Nevertheless, a significant challenge in event camera perception arises from the inherent difference in its data compared to conventional cameras. Dense and synchronous algorithms designed for standard cameras cannot be directly applied to the sparse and asynchronous event camera data. Hence, to unlock the full potential of this transformative sensing technology, there is a pressing need to develop specialized algorithms tailored to the unique characteristics of event cameras. Through our research, we envision tackling this challenge by proposing event camera-centric algorithms for i) task-agnostic pre-processing and ii) task-specific processing of event camera data. Our algorithms will empower intelligent systems to perceive the world with computing efficiency and low latency.
First, we present novel task-agnostic pre-processing techniques aimed at enhancing the compatibility between event camera data and well-established conventional frame-based vision algorithms. Through these approaches, this thesis opens up new possibilities for seamlessly integrating event cameras with conventional vision algorithms. These approaches involve the meticulous design of novel data representation techniques specifically tailored to honour the asynchronous and sparse nature of event data. Through meticulous use of sparsity and asynchronous operations, we drastically reduce the computational overhead. We demonstrate the efficacy of our novel data representation techniques across a wide spectrum of event vision tasks such as object recognition, action recognition, anomaly detection and gesture recognition.

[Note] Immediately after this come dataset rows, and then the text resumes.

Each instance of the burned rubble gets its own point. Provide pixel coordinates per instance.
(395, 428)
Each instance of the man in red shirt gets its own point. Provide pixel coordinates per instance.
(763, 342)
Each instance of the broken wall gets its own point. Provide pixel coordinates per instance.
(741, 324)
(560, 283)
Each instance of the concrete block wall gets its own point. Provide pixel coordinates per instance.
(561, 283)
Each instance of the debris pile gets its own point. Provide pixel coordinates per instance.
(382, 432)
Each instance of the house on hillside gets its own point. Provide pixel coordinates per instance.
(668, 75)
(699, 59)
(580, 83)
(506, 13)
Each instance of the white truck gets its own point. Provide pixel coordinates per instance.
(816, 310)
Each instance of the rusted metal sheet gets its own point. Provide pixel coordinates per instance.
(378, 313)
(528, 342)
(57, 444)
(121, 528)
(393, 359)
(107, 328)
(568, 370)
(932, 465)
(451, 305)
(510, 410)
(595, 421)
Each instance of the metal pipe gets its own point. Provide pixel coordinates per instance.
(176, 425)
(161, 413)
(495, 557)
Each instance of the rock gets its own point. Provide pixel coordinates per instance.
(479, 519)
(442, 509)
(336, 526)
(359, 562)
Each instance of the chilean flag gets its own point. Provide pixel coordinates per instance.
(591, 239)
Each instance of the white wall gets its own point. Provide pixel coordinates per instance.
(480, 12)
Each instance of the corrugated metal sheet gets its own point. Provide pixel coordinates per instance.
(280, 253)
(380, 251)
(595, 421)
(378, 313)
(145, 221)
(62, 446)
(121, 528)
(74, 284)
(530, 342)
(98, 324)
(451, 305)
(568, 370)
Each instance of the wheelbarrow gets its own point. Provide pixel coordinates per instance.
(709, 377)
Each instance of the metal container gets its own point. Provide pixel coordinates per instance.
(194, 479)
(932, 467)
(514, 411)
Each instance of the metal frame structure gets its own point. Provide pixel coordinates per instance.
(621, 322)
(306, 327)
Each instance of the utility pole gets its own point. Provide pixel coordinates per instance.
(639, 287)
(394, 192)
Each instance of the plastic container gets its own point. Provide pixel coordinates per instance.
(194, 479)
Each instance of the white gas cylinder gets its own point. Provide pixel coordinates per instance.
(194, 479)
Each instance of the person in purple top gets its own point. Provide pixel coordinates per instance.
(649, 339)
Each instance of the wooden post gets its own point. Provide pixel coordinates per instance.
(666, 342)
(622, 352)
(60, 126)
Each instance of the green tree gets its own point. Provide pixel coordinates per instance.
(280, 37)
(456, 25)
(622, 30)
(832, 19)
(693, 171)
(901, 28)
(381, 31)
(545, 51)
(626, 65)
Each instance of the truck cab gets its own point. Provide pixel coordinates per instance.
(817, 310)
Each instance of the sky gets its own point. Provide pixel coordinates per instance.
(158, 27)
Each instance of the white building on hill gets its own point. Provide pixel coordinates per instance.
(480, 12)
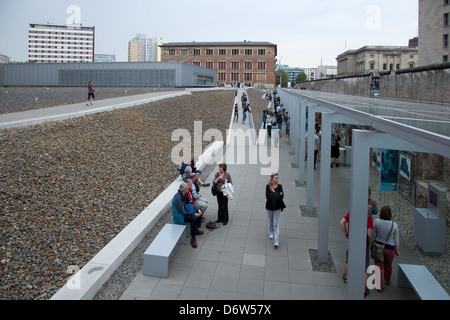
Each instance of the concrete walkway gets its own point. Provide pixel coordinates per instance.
(239, 262)
(20, 119)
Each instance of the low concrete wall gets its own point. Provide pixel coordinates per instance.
(353, 85)
(426, 85)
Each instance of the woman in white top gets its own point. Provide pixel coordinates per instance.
(385, 231)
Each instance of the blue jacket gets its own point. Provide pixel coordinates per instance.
(178, 208)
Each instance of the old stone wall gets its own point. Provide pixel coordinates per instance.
(427, 85)
(352, 85)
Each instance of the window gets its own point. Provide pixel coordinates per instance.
(261, 66)
(222, 76)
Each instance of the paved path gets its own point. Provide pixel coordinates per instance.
(20, 119)
(238, 261)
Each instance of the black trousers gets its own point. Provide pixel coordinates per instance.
(195, 223)
(222, 202)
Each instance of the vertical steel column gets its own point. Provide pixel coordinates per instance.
(325, 155)
(325, 172)
(358, 215)
(301, 143)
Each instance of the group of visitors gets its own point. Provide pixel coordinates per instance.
(245, 109)
(273, 121)
(382, 233)
(188, 205)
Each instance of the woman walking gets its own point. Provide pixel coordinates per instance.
(274, 206)
(91, 95)
(385, 232)
(220, 179)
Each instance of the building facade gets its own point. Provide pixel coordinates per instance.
(434, 31)
(50, 43)
(143, 49)
(106, 74)
(374, 59)
(100, 57)
(325, 71)
(235, 62)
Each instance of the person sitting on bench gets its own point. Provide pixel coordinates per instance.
(182, 214)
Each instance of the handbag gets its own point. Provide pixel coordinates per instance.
(377, 251)
(214, 190)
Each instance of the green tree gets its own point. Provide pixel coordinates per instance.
(301, 77)
(284, 78)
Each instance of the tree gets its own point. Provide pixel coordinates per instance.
(301, 77)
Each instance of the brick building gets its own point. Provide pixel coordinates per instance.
(248, 62)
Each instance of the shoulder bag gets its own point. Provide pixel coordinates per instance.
(377, 251)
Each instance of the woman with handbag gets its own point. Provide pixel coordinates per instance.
(219, 181)
(386, 238)
(346, 221)
(274, 206)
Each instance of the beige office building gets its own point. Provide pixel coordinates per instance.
(374, 59)
(433, 31)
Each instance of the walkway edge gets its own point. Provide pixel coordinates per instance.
(69, 115)
(88, 280)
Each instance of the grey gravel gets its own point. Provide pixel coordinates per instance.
(24, 99)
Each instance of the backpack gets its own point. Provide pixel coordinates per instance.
(182, 168)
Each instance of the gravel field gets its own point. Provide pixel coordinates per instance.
(68, 187)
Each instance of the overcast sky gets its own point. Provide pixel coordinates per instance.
(307, 32)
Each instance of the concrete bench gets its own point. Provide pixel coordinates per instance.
(157, 255)
(421, 281)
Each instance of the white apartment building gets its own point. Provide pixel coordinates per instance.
(50, 43)
(311, 74)
(143, 48)
(434, 30)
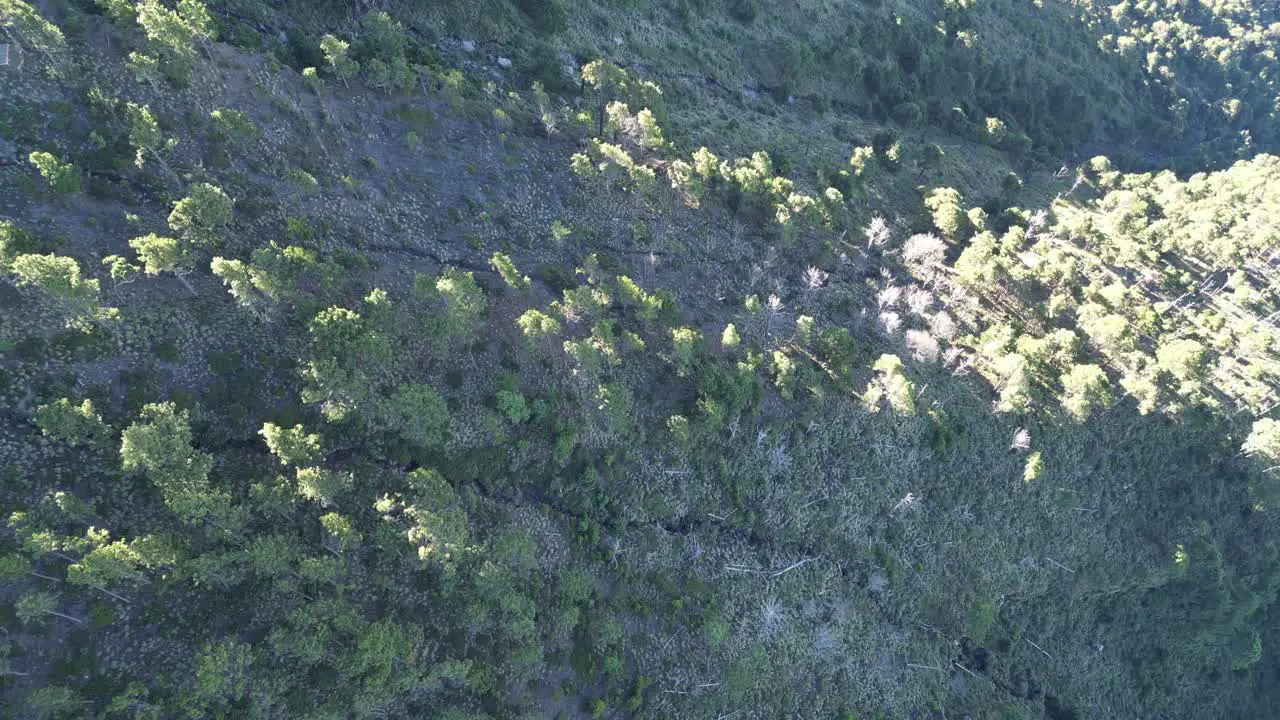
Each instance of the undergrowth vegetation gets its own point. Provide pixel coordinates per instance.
(670, 359)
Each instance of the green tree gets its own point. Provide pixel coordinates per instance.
(536, 324)
(163, 254)
(949, 217)
(33, 606)
(688, 350)
(1264, 440)
(293, 446)
(347, 351)
(160, 443)
(341, 64)
(224, 673)
(432, 513)
(240, 279)
(504, 267)
(323, 486)
(63, 178)
(417, 414)
(464, 305)
(59, 279)
(76, 424)
(201, 215)
(1084, 390)
(145, 136)
(891, 384)
(173, 33)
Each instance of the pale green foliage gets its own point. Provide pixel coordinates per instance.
(1034, 466)
(1084, 390)
(949, 217)
(341, 529)
(730, 338)
(293, 446)
(890, 384)
(1183, 359)
(238, 277)
(62, 177)
(977, 267)
(120, 269)
(863, 162)
(336, 53)
(346, 347)
(804, 328)
(199, 217)
(59, 279)
(173, 32)
(784, 373)
(145, 133)
(430, 515)
(77, 424)
(1264, 440)
(160, 443)
(323, 486)
(513, 406)
(223, 673)
(504, 267)
(112, 563)
(688, 347)
(161, 254)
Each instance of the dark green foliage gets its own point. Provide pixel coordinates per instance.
(547, 16)
(730, 450)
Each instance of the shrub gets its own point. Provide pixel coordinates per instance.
(62, 177)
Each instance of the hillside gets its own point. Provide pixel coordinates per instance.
(639, 359)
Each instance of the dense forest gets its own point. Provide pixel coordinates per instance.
(617, 359)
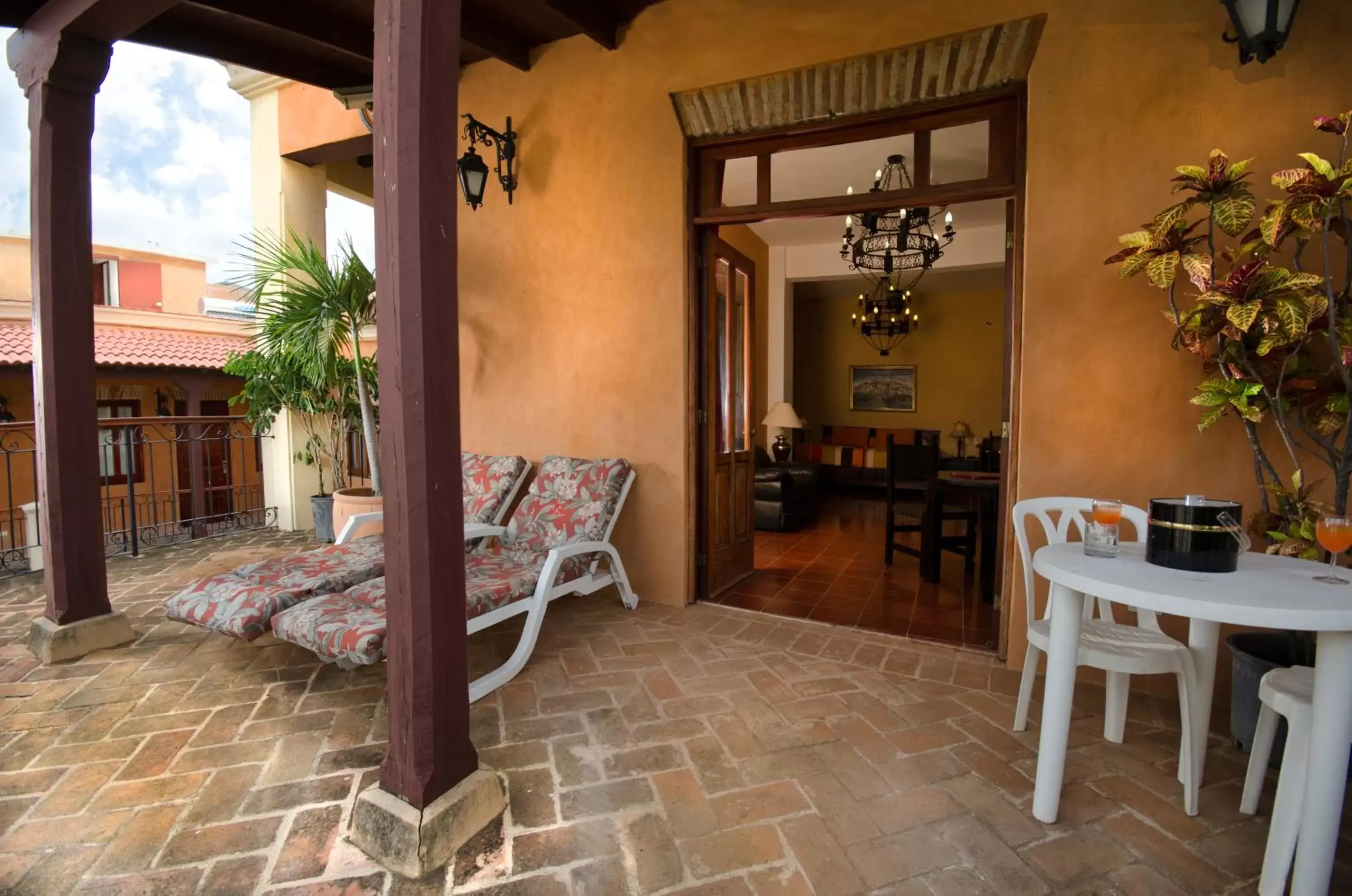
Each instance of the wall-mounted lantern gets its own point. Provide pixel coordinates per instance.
(1261, 26)
(474, 172)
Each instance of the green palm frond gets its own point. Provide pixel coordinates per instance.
(307, 306)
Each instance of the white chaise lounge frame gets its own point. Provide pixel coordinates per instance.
(357, 521)
(545, 592)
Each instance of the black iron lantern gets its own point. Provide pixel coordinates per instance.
(1261, 26)
(474, 178)
(472, 169)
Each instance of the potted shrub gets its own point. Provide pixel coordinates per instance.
(317, 310)
(1269, 321)
(279, 382)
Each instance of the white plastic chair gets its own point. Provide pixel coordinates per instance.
(1120, 649)
(1288, 692)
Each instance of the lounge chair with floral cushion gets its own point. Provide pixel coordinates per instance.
(553, 545)
(489, 485)
(242, 602)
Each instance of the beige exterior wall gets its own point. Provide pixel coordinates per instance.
(286, 197)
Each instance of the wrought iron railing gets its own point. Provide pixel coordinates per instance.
(161, 481)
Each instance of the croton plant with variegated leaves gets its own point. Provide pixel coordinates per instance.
(1267, 315)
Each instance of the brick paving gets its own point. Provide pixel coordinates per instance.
(702, 752)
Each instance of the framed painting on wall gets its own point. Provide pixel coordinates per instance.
(882, 389)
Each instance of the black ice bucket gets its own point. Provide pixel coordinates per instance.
(1197, 534)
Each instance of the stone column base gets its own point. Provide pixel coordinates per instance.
(53, 644)
(416, 842)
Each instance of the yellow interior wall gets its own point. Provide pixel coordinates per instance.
(958, 353)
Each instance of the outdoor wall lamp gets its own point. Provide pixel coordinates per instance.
(1261, 26)
(472, 169)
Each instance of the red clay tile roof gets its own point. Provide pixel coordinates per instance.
(134, 347)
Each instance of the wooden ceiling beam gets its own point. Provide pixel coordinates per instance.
(495, 44)
(103, 21)
(591, 19)
(345, 34)
(209, 33)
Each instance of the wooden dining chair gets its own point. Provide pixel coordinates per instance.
(1120, 649)
(909, 471)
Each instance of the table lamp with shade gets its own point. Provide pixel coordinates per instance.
(783, 417)
(962, 433)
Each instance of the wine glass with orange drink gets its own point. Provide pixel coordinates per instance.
(1335, 535)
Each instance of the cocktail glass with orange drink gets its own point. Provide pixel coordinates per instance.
(1335, 535)
(1108, 512)
(1101, 535)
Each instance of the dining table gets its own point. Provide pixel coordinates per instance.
(978, 491)
(1266, 591)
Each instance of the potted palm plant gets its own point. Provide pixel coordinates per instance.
(280, 382)
(315, 309)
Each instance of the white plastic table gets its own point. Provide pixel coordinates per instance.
(1271, 592)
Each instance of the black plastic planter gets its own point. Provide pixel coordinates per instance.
(1254, 654)
(322, 506)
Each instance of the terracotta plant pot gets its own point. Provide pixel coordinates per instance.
(349, 502)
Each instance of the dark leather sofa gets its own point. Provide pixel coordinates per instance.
(786, 494)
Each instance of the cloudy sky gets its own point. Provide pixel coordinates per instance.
(171, 161)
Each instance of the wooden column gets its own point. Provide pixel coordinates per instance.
(417, 71)
(60, 75)
(194, 390)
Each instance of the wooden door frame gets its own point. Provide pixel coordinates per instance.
(827, 133)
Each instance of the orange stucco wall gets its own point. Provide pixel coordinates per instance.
(311, 117)
(574, 301)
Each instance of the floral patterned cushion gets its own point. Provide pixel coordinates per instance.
(348, 629)
(487, 480)
(571, 500)
(240, 603)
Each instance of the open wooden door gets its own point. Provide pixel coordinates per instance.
(728, 433)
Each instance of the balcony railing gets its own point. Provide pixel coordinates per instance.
(161, 481)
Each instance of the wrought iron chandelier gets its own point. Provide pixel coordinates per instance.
(894, 242)
(885, 317)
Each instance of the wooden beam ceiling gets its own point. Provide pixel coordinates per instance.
(324, 42)
(495, 42)
(591, 19)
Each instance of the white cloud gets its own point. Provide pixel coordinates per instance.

Second, we present task-specific asynchronous event-only processing algorithms, opening new avenues for denoising, noise modelling, human instance segmentation and road segmentation. These are some of the key applications of resource-constrained platforms. Denoising and noise modelling are useful techniques for improving data quality and system robustness by providing a better understanding of the noise present in the data. This knowledge can then be leveraged to design more effective processing and analysis strategies that work with the noise
rather than simply filtering it out. By focusing on human instance segmentation and road segmentation, we pave the way for more reliable and effective vision systems that meet the needs of modern applications in surveillance, autonomous driving and robotics. These techniques seamlessly operate in asynchronous and sparse space, thereby enabling machines to perceive their environment with improved efficiency and speed. These algorithms bring a synergy of statistical techniques and deep learning algorithms with event-based sensing.